I scored this 14" M200 at a pawn shop for $50. They were asking $65 but I showed them that the "front sprocket" (BB) was loose and it needed a front tube. It's pretty much in mint condition. It has Shimano Altus components with Grip Shift 7 speed shifters. The head tube is 1". I think this bike is from the year that Cannondale started selling bikes in big box retail stores and was blackballed from independent bike dealers(at least mine.) So...1997 maybe? Thanks.


----------



## felixdelrio (May 27, 2006)

definetely 1996


----------



## grawbass (Aug 23, 2004)

$65 at a pawn shop? Luuucky! Around here that would have been $200 at a pawn shop.


----------



## ScottyMTB (Oct 26, 2005)

Your kid will love it.


----------



## DeeEight (Jan 13, 2004)

Its funny, i've looked in MBA AND Mountain Biking Buyers guides for 1993, 94, 95 and 96 and there's no M200 model in any of them.


----------



## Shayne (Jan 14, 2004)

*M200 SE and LE in 96*

Although they have the LE and SE decals as well. One of them was offered in this green paint scheme.
Frame is deffinately prior to '97 with that headtube decale


----------



## ssmike (Jan 21, 2004)

DeeEight said:


> Its funny, i've looked in MBA AND Mountain Biking Buyers guides for 1993, 94, 95 and 96 and there's no M200 model in any of them.

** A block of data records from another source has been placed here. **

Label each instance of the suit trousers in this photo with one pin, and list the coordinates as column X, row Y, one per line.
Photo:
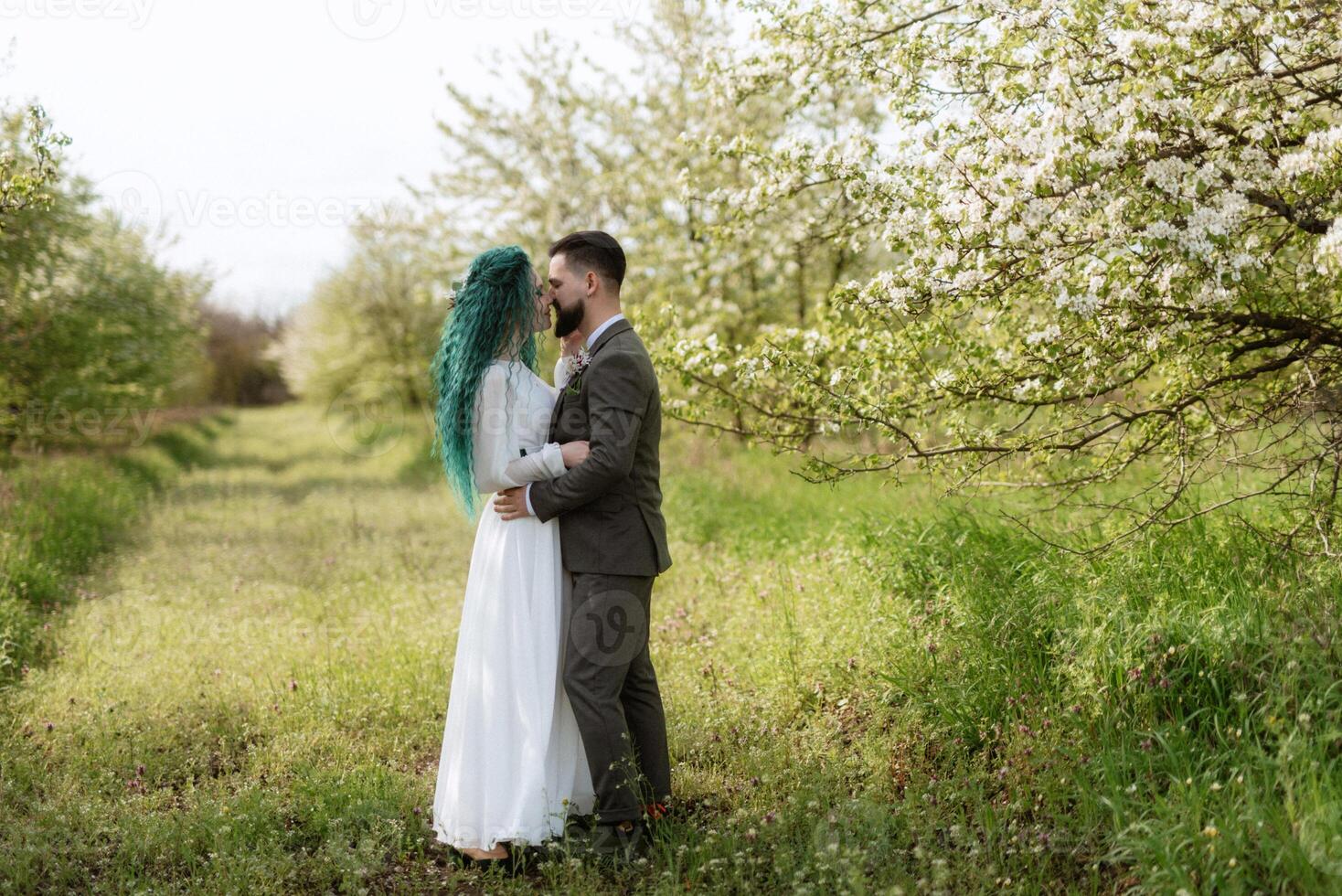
column 608, row 677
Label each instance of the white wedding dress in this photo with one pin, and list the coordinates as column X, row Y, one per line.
column 513, row 763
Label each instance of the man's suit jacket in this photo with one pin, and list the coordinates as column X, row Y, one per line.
column 610, row 506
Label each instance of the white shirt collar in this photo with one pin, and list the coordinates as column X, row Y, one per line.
column 602, row 329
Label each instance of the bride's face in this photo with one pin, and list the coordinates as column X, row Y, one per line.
column 544, row 298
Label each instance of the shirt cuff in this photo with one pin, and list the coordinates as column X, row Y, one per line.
column 553, row 456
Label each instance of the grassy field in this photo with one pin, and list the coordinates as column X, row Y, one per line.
column 868, row 691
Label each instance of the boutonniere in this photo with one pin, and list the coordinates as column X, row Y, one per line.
column 577, row 364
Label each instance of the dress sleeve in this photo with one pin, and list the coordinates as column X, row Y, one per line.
column 496, row 459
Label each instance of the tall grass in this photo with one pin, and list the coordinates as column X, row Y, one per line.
column 59, row 513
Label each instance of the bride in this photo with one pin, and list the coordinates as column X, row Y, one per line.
column 513, row 763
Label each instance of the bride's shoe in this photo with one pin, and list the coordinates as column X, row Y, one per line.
column 485, row 860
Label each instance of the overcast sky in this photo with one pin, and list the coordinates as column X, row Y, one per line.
column 254, row 129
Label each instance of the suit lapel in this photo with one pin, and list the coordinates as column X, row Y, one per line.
column 619, row 326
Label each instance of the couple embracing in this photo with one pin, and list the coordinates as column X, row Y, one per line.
column 555, row 723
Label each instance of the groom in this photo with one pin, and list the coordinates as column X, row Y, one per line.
column 612, row 539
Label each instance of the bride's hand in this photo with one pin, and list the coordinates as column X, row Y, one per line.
column 575, row 453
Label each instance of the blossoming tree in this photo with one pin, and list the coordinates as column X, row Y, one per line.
column 1118, row 255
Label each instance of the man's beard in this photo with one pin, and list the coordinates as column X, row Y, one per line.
column 568, row 321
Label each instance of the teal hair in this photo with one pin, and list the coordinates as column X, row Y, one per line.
column 492, row 315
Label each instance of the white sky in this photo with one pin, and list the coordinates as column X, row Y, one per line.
column 255, row 129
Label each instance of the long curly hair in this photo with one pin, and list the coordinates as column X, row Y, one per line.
column 492, row 313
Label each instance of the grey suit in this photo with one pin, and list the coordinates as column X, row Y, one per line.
column 613, row 543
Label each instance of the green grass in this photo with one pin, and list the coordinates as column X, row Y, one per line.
column 868, row 689
column 59, row 514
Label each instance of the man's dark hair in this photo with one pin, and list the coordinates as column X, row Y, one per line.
column 592, row 251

Yeah, that cracked me up too. Those buyer's guides are notorious for errors and omissions. They only print what manufacturers send them - which many times is only middle to higher end bikes.


----------



## Rumpfy (Dec 21, 2003)

DeeEight said:


> Its funny, i've looked in MBA AND Mountain Biking Buyers guides for 1993, 94, 95 and 96 and there's no M200 model in any of them.


Then it must not exist.


----------



## bidaci (Nov 7, 2005)

Here is a link to the 1996 Cannondale website http://web.archive.org/web/19961018125855/www.cannondale.com/html/products/mountain_bikes.html

The 200LE is listed a being avaiable in Moss Green.


----------



## ThatHurt (Jan 16, 2004)

If you still want more evidence, send Cannondale your serial number. Sent my in for my '89 Red Shred and they send a copy of the catalog and specs for it.


----------



## AlliKat (Apr 28, 2006)

I would have said 95 or 96.


----------